Books Reviews, 5 AM, Twitter, Summertime
I have a new book review up at The Rumpus, where I compare Karyna McGlynn’s I Have to Go Back to 1994 And Kill a Girl to Twin Peaks, Momento, and Sixth Sense. It’s one of my favorite books of 2010 so far!
It is finally feeling like summer here. Wednesday we drove an hour and a half to walk on the beach and the wind was so hard and cold it blew sand into my teeth and hair but the water was so blue, the sky was cloudless. We lost twenty degrees driving out to San Francisco, what seemed like dramatically too-warm clothing at home felt too skimpy near the water. We went to the San Francisco Zoo at the Golden Gate park, the zoo is shabby and not updated except for the fantastic meerkat-and-prairie-dog exhibit which is open to the sky and has wonderful heated rocks all around. Still, though it was a sad zoo, otters showed off every time I walk by, as river otters do. The most beautiful otters. I still miss being able to go out and see otters every day on the dock at my Port Townsend beach.

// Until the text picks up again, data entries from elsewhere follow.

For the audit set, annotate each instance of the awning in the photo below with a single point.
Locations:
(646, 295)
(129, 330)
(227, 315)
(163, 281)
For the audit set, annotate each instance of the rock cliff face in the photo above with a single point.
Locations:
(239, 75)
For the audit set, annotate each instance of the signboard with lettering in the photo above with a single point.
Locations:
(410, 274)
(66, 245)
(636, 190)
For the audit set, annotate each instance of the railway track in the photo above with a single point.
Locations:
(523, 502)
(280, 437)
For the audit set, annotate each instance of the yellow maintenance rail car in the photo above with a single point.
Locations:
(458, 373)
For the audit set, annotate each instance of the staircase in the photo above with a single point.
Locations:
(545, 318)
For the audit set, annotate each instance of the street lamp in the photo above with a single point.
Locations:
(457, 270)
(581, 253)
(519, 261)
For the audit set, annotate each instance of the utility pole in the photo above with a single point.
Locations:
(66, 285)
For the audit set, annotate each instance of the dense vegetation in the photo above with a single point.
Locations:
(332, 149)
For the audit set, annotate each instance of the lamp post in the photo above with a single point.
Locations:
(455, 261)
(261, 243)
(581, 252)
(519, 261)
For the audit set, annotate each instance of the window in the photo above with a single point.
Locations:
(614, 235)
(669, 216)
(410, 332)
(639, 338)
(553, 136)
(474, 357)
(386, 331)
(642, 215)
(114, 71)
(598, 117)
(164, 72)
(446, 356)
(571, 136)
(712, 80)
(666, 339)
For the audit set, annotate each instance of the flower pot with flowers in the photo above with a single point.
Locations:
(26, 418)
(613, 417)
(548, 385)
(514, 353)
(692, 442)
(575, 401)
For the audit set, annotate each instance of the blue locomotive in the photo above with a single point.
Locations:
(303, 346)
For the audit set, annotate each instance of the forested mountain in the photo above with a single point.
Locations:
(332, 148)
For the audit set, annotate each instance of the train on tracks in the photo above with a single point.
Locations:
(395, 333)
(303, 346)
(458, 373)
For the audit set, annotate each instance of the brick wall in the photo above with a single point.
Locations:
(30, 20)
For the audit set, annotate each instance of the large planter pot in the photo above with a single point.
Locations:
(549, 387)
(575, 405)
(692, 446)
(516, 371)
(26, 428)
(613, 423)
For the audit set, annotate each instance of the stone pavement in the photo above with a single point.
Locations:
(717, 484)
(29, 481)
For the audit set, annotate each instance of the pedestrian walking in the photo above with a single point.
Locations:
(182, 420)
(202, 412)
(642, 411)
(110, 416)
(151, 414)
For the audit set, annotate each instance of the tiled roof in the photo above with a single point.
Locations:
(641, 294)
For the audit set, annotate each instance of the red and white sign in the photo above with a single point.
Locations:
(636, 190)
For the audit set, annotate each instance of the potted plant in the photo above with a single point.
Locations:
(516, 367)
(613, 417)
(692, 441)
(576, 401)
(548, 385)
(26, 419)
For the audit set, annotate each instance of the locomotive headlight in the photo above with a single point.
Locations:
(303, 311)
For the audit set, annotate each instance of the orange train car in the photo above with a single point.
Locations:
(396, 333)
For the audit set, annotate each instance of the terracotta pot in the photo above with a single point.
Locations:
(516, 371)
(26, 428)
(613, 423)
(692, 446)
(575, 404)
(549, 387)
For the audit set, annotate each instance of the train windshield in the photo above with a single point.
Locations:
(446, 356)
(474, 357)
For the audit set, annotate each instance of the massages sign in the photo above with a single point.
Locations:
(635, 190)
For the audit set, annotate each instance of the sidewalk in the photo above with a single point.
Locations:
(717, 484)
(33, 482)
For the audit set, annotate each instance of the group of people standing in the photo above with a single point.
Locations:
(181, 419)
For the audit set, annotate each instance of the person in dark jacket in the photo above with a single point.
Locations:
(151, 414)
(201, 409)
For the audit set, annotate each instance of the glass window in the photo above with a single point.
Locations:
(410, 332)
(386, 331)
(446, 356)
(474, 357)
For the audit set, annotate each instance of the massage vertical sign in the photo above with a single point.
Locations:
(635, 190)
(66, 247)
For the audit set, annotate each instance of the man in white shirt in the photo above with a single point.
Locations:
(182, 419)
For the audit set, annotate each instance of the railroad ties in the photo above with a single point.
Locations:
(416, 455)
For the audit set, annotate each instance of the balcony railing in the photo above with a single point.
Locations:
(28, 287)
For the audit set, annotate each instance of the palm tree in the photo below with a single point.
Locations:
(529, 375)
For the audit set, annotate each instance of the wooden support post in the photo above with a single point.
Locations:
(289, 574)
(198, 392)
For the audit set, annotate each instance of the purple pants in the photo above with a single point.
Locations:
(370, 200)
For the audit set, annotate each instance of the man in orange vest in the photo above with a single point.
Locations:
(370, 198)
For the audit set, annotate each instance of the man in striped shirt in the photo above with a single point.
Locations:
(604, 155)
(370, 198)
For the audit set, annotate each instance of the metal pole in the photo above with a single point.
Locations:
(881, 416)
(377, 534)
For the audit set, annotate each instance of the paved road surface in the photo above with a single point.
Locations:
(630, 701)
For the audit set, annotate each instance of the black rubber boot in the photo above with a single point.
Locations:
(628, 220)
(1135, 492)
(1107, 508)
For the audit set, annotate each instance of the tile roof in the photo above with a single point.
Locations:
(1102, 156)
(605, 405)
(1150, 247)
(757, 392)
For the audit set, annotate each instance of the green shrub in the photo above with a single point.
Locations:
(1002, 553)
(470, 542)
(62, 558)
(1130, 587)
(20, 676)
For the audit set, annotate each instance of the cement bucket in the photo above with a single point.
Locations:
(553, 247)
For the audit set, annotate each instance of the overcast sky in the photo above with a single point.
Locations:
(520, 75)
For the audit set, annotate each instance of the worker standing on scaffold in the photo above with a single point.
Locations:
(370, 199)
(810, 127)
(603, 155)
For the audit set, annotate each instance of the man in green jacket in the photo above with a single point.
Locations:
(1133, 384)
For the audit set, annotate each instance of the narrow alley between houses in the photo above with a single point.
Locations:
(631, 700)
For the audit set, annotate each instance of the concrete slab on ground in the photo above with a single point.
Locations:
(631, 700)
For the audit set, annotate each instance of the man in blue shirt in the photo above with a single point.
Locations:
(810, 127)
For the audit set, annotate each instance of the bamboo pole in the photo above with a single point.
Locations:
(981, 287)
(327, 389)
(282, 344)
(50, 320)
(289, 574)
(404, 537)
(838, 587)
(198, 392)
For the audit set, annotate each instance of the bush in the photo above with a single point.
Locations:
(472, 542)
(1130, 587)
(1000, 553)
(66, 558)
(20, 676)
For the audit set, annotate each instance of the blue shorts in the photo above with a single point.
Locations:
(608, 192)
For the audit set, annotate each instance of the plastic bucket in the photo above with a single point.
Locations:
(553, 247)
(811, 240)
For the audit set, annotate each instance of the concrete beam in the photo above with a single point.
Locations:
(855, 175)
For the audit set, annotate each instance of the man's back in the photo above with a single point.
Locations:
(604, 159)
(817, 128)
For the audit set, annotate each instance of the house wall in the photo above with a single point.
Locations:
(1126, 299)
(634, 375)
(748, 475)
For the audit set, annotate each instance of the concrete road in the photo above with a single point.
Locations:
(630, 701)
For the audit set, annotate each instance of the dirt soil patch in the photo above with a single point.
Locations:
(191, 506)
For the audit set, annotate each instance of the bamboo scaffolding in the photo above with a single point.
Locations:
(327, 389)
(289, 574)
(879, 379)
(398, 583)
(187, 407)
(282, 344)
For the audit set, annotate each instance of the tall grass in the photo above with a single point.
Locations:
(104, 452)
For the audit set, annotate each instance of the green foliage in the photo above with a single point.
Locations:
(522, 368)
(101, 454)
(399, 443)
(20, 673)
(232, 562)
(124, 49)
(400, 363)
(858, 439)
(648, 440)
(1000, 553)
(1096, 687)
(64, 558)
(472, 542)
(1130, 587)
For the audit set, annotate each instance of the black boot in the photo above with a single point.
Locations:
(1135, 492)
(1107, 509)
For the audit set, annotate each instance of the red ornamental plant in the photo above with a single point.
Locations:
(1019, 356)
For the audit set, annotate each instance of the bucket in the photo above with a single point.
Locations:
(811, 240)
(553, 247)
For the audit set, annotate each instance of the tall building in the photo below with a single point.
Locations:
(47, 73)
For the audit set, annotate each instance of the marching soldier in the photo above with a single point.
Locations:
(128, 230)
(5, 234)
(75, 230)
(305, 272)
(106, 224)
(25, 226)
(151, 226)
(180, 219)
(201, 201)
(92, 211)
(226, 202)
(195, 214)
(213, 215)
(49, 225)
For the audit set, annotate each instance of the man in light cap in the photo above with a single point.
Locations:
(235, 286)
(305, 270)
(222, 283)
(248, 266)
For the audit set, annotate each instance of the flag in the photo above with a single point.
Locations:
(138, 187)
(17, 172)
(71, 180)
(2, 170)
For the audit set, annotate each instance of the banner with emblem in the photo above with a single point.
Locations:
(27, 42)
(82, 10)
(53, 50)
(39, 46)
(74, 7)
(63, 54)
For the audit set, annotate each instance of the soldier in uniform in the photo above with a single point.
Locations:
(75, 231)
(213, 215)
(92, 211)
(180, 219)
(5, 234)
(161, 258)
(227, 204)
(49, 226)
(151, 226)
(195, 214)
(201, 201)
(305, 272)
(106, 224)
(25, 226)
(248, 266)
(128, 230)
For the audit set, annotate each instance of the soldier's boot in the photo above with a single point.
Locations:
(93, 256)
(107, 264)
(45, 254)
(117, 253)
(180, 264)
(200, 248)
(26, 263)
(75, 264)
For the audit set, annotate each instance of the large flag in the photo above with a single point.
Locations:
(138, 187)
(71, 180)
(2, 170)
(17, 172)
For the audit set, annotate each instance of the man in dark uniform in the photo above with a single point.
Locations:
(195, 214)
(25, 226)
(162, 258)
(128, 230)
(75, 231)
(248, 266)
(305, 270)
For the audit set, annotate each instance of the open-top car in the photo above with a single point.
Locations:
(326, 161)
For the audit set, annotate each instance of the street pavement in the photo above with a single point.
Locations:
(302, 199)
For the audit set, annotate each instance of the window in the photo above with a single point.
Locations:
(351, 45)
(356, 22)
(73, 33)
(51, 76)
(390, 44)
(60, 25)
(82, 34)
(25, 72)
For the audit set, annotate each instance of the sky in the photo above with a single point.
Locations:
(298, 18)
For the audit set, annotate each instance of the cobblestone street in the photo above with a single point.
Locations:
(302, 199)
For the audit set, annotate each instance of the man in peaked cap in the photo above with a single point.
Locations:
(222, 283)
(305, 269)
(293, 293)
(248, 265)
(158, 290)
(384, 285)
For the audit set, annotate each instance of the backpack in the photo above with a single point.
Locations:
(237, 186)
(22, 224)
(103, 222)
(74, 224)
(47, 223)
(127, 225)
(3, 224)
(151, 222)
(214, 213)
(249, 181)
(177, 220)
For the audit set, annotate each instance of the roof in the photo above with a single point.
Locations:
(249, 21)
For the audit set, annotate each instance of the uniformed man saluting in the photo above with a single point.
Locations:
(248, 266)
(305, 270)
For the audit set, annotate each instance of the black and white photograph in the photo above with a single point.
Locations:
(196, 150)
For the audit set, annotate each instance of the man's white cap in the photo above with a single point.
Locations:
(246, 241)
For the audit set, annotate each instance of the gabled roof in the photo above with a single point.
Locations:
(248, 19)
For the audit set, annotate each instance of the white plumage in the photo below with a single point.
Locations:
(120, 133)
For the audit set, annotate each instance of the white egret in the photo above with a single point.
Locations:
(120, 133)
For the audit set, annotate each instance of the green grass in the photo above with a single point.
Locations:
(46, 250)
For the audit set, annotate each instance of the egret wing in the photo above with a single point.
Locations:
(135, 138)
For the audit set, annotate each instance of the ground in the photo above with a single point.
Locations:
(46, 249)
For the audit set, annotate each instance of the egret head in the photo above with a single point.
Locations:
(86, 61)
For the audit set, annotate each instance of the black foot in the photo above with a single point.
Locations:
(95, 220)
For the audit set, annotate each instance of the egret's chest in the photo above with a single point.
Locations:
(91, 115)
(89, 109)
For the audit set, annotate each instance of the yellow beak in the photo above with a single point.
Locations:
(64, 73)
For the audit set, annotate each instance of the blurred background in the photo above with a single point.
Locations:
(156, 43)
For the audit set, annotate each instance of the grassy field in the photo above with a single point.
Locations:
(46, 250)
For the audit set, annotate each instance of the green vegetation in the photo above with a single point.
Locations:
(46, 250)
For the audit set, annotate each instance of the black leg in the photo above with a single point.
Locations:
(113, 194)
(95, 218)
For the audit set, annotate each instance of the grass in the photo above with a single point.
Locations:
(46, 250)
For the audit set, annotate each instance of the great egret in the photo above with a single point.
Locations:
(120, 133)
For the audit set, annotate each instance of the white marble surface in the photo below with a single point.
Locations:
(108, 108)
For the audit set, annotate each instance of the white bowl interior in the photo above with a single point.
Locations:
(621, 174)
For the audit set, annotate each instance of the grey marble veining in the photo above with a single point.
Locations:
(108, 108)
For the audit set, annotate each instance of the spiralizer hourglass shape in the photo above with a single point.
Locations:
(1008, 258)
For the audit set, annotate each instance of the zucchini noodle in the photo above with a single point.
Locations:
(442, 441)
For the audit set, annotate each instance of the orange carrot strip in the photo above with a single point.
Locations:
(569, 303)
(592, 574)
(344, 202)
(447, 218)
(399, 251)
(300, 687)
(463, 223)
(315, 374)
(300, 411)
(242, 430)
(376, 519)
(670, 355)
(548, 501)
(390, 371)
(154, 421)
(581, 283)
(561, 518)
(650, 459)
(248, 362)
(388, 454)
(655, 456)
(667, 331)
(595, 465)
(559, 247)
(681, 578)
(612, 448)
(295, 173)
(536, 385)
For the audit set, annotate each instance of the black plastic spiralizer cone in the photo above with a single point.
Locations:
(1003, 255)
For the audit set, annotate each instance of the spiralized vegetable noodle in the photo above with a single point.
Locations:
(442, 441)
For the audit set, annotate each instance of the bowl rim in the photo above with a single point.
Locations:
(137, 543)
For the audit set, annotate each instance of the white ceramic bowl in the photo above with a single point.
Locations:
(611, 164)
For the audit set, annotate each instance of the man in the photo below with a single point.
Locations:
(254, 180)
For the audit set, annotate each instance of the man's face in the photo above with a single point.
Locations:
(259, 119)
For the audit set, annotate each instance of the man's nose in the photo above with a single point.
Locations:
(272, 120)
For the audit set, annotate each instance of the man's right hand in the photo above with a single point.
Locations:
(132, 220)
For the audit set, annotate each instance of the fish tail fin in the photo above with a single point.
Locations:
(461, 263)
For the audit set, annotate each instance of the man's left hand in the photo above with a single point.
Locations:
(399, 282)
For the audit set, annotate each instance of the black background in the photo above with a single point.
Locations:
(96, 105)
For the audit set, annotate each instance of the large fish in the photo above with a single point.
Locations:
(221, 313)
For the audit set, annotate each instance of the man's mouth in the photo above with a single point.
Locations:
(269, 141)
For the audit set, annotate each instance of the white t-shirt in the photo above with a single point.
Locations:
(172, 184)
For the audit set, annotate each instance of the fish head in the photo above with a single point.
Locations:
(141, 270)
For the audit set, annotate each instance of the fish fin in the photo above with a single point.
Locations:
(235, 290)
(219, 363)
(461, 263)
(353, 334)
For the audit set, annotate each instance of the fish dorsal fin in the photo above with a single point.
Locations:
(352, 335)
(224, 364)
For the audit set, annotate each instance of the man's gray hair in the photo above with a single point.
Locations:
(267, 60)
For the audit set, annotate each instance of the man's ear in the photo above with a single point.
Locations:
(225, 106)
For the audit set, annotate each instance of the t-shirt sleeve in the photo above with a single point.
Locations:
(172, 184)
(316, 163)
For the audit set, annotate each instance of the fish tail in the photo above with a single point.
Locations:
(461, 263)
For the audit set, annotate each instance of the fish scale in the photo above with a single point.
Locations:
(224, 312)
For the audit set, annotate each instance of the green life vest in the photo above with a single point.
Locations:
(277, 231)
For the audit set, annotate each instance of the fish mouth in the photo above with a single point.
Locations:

For a long time I resisted twitter. Now I have an account and you can follow me there if you look me up under “Jeannine Hall Gailey” or find me @webbish6. Later I will tell the story of how twitter helped me find and fall in love with my new publisher. I actually signed up to “follow” a bunch of my favorite poetry book publishers!
My heart still hasn’t slowed down from the time I got the news about my book. I don’t think it will settle down until the book is in my hands, until then, I’ll just be a skitter mass of nerves. All things to get in order: blurbs, cover art, maybe a new author photo. I have to proofread, proofread, proofread. I’m changing order, adding new poems, deleting lines from old poems, reshaping the MS. You think it’s finished, then you realize you weren’t.
A shout out to the lit mag 5 AM as I am always pleased with the reading experience whenever I am lucky enough to get a contributor copy – the magazine falls towards the quirky and funny, along with the occasionally heartbreaking, so I guess maybe my poem “The Robot Scientist’s Daughter [circuits]” fits in alongside the “quirky” in Issue 31 with other poets such as Marge Piercy, Michael S. Harper, Charles Harper Webb, and Denise Duhamel. Buy it! Read it!